As a father myself, I now view life events through the lens of parenthood. So you will understand that when I recently read an article entitled “10 Things You Won’t Hear at Your Commencement Ceremony” I was especially drawn to Number seven on this list that I actually do want you to hear.  The author, Charles Wheelan, writes: “Your parents and other adults in your life who care about you don’t want what’s best for you. They want what is good for you, which isn’t always the same thing. There is a natural instinct to protect our children from risk and discomfort, and therefore to urge safe choices.”
Allow me to share a story from my own life to illustrate.  Many of you have perhaps noticed the scars on my neck and wondered how I got them. Well, when I was nine-years-old, my dad took my sister and I out for a bike ride. That November day, I lost control of my bike and fell out into the road; I was struck by a car.  It was very traumatic and I was seriously injured and hospitalized for a long time. 
Naturally, since then, my parents have always been very uneasy when I get on a bike. Just two weeks ago, when I participated in the Ride to Conquer Cancer, a bike ride from Vancouver to Seattle, it would be an understatement to say that my parents would have much preferred that I not go.  Understandably, they wanted what was good for me -- staying safe. It was difficult for my folks to contemplate what was best for me, which was getting back on my bike, training and being healthy, and meaningfully remembering a friend who had lost his battle with cancer. 
Mr. Wheelan continued, ‘Theodore Roosevelt—American soldier, explorer, president—once remarked, "It is hard to fail, but it is worse never to have tried to succeed." Great quote, but I am willing to bet that Teddy's mother wanted him to be a doctor or a lawyer’ because this is what parents and the adults who care about you desire—your protection, safety and security.  Sometimes we need to be pushed or to push ourselves; we need to risk failure. Then we learn; and we become stronger and wiser. 
So what is the purpose of me telling you about my experiences and the article by Mr. Wheelan?  It is not to indict the adults in your lives (your parents and teachers) for wanting what is good for you instead of what is best for you.  Nor am I recommending that you be reckless.  I am encouraging you to find yourselves and your passions, push yourselves toward greatness and not to be afraid or quit if and when you encounter failures.  Remember, life is not about who makes the fewest mistakes.  It is about how you respond to those challenges.

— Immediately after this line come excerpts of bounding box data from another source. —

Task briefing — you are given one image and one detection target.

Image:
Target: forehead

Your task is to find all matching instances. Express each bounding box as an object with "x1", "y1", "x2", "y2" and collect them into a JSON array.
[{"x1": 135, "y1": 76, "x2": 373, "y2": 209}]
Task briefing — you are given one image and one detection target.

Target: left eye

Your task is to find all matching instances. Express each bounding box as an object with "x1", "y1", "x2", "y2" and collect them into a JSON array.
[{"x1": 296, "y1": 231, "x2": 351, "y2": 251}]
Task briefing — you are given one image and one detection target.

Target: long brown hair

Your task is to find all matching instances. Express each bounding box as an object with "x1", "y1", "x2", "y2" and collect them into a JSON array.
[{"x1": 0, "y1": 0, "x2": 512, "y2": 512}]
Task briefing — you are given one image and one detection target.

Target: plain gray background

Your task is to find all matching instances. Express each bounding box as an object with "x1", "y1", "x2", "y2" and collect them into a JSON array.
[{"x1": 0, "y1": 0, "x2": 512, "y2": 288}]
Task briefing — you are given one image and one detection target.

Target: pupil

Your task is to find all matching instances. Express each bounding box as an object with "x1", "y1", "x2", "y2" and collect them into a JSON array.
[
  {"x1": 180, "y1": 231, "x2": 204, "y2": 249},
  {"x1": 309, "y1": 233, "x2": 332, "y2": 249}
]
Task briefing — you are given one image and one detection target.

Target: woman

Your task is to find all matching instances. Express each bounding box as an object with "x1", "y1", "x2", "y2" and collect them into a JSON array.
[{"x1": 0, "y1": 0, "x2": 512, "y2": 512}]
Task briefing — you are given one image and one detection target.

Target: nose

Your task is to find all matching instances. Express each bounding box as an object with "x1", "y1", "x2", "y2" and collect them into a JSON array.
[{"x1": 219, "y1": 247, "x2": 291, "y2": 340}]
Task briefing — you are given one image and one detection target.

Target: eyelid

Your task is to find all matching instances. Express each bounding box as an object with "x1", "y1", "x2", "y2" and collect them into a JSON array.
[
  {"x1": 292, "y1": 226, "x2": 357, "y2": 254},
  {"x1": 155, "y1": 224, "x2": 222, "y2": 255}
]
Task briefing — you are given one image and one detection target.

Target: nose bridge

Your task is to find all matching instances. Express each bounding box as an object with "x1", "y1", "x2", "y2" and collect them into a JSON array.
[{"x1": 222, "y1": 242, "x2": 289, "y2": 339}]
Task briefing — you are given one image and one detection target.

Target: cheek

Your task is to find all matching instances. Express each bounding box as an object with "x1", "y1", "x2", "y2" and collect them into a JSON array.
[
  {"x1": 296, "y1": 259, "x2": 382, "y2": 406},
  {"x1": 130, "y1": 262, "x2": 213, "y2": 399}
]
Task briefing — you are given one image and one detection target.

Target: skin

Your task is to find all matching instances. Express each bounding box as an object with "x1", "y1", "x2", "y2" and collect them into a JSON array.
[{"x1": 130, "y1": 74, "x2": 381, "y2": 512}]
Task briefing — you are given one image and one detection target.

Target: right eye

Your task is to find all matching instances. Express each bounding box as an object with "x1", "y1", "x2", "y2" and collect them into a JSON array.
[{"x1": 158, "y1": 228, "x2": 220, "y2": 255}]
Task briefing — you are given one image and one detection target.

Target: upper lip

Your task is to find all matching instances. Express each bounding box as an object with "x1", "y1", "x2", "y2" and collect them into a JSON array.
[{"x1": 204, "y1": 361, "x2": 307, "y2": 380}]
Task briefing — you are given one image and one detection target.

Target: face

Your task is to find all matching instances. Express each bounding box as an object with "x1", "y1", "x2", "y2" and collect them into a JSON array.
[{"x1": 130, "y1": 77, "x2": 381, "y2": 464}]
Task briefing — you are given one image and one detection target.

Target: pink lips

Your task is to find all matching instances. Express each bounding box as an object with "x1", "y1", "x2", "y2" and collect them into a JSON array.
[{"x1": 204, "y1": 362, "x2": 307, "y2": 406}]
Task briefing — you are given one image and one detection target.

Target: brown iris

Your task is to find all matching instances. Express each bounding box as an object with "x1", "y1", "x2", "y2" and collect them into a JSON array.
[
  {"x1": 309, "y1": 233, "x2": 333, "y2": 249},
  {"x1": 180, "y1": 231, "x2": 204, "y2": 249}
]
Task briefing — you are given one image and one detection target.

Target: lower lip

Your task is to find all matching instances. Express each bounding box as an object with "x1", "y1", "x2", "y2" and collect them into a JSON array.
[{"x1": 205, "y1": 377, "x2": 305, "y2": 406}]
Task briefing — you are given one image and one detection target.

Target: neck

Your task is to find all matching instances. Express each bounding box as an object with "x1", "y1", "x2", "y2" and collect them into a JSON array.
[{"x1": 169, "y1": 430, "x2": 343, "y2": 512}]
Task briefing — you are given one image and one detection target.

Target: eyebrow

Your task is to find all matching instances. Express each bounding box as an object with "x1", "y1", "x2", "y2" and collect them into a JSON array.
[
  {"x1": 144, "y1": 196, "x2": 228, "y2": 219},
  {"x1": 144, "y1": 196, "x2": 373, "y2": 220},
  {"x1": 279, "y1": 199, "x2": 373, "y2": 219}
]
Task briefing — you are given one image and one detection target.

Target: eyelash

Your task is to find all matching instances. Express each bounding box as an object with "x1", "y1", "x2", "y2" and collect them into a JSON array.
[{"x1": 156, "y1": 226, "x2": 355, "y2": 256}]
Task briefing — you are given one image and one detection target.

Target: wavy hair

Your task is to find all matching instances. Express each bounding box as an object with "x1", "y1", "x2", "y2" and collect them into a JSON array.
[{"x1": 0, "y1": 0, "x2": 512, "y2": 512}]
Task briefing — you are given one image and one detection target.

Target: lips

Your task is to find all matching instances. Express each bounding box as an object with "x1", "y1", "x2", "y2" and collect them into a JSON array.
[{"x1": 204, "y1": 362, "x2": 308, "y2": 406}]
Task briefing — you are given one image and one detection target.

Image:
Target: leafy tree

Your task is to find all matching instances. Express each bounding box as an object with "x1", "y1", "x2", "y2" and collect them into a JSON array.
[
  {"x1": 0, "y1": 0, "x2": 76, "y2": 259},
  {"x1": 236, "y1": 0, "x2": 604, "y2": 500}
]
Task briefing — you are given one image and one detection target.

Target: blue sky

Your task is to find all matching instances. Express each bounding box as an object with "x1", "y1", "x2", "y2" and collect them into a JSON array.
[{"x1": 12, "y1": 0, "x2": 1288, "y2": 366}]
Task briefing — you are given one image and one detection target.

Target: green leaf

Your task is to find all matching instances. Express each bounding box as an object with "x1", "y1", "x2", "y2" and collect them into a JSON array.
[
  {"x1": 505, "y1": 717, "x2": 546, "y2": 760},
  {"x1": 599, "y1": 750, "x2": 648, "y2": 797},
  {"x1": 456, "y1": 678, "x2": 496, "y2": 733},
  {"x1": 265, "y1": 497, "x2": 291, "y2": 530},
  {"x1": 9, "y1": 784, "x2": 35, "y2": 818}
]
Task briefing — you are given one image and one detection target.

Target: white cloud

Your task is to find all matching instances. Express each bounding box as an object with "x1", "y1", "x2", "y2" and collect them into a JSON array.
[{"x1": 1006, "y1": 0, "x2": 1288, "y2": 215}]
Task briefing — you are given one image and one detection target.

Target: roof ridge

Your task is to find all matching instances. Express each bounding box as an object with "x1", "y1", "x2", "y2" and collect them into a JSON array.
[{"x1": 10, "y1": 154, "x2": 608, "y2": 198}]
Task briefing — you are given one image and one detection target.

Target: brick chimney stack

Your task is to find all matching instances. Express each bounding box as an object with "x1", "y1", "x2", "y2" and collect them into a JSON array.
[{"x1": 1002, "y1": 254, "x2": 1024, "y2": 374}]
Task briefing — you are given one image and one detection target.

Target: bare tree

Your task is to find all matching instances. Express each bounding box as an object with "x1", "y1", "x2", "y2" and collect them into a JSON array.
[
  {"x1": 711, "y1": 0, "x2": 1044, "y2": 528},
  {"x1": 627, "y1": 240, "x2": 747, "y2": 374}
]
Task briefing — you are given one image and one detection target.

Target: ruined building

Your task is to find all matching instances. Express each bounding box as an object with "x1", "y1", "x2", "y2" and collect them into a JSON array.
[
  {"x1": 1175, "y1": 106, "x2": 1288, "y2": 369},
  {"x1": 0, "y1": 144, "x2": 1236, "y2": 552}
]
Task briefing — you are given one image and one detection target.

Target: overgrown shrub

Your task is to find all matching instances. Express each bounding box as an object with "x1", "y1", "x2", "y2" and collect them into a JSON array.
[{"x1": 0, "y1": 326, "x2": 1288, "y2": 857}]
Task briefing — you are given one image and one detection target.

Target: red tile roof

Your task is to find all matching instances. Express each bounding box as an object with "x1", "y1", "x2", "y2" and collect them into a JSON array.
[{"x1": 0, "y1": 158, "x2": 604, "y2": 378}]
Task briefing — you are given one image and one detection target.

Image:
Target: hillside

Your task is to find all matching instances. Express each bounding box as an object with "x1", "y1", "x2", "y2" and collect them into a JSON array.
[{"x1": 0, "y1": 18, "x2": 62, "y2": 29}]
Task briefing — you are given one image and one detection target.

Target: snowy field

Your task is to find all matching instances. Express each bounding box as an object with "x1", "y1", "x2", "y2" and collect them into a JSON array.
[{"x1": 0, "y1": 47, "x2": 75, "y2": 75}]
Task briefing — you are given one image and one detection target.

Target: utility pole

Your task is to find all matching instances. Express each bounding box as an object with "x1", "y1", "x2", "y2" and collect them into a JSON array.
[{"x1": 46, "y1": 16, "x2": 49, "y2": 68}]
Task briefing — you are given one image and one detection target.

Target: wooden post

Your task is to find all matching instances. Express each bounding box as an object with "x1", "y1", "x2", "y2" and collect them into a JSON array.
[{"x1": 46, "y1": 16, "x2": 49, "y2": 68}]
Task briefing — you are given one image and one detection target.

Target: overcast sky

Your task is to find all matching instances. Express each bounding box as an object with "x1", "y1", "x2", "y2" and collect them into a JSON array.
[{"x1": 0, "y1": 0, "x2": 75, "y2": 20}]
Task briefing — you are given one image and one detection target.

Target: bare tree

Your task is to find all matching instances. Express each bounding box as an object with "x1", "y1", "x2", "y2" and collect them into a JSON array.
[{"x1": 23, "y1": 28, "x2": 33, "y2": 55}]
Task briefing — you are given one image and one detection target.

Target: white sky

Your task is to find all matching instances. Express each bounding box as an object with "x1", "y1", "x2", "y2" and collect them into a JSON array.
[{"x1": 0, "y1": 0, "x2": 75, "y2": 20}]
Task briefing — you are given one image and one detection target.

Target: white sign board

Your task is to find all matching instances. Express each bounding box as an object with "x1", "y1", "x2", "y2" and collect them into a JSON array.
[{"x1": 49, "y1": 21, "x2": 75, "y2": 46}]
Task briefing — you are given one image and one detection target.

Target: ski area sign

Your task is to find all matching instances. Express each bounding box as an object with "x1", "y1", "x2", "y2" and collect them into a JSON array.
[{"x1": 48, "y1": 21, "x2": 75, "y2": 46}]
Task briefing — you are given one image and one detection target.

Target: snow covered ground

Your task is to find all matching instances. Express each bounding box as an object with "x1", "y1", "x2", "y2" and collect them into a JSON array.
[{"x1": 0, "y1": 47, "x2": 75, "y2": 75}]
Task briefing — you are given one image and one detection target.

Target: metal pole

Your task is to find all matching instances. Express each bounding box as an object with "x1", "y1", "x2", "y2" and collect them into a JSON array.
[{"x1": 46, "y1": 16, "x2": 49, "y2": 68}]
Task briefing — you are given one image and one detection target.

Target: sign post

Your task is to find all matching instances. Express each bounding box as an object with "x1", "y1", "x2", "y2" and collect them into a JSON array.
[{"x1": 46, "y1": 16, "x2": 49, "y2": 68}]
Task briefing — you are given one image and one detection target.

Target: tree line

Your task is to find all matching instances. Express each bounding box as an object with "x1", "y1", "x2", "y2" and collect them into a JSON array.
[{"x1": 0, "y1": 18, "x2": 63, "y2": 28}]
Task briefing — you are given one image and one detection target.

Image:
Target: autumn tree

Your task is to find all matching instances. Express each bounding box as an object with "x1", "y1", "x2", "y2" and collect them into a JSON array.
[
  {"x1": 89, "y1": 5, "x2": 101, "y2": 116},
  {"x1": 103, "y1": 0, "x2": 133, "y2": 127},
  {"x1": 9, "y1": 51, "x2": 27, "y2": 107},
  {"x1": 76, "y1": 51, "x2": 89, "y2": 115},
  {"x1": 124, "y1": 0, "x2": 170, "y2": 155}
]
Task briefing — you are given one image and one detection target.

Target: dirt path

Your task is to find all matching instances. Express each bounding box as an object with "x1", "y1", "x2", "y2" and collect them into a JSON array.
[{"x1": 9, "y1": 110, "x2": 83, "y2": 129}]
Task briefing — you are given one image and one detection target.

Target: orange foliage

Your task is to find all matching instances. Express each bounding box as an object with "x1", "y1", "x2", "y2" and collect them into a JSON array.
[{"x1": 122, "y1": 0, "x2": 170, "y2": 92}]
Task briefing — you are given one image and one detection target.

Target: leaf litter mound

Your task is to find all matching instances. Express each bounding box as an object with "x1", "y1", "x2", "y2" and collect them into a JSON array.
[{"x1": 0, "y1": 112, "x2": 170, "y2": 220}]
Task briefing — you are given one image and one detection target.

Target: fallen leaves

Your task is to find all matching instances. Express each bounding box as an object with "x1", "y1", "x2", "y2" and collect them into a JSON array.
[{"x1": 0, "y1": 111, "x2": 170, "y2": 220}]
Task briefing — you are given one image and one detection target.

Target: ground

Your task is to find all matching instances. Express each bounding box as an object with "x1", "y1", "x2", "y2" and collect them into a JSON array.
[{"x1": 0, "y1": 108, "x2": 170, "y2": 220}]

As I close, it is fitting to note the words of Ralph Waldo Emerson: “Whatever course you decide upon, there is always someone to tell you that you are wrong. There are always difficulties arising which tempt you to believe that your critics are right. To map out a course of action and follow it to an end requires courage….  To be yourself in a world that is constantly trying to make you something else is the greatest accomplishment.” 
Grads of 2012, we know that you have been equipping yourselves to face the many challenges and the endless possibilities available to you.  We want to wish you the very best. Thank you for your significant contributions to the school and the community and we congratulate you for reaching this important milestone in your lives.  Know that we are all extremely proud of you.
Now go out there, live with courage and make a positive difference in the world, because, to quote many of you over the last several months… “YOLO”.  I will let you explain that term to your parents. 

Thank you and Congratulations!

PS-thank you to the editor of the above notes (you know who you are!).  Also a big thank you to the people who worked so hard behind the scenes to pull off the event, and to the grad class who made the efforts so worthwhile!  Enjoy a relaxing and fun-filled summer and best wishes for your future!